Table 5 Accuracy on the SBU dataset

8 Conclusion

Recognising social activities from a continuous stream of data is a challenging and important problem for robots to understand people’s behaviour in real-world scenarios. This paper presented a novel approach for social activity recognition from continuous RGB-D skeleton data, which integrates detection and segmentation of interactions, social activity classification, and estimation of probability priors from people’s proximity. Furthermore, it introduced a new dataset including individual and social activities in challenging situations. Experiments demonstrated the good performance of both the segmentation and the classification of various social activities, and that modelling the proximity distributions as a mixture of Gaussians improves the recognition even further.

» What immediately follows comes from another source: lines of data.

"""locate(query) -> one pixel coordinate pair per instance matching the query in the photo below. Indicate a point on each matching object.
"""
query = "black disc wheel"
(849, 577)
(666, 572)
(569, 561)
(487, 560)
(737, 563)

An obvious limitation of the current system is the reliability on robust RGB-D skeleton trackers and (almost) full visibility of the human subjects. Such limitation could be overcome by using the most recent human pose estimation algorithms, such as [3, 27]. The identification of social activities from videos, like many other problems in machine learning, are still limited by the number of cases considered in the training sets. This can reduce the applicability of the system to the real world and its relatively infinite possibilities. Future research should explore alternative ways to learn from and adapt to the actual human environment where the robot operates. Extensions of this work should also consider social activities of groups with more than two persons. This could be achieved splitting groups of people considering all pairs composing it and introducing additional mixtures to the MM-DBMM model using features regarding the full groups. Further extensions should also look at new solutions, perhaps supported by the integration of alternative sensing modalities, for dealing with partial occlusions of one or both subjects.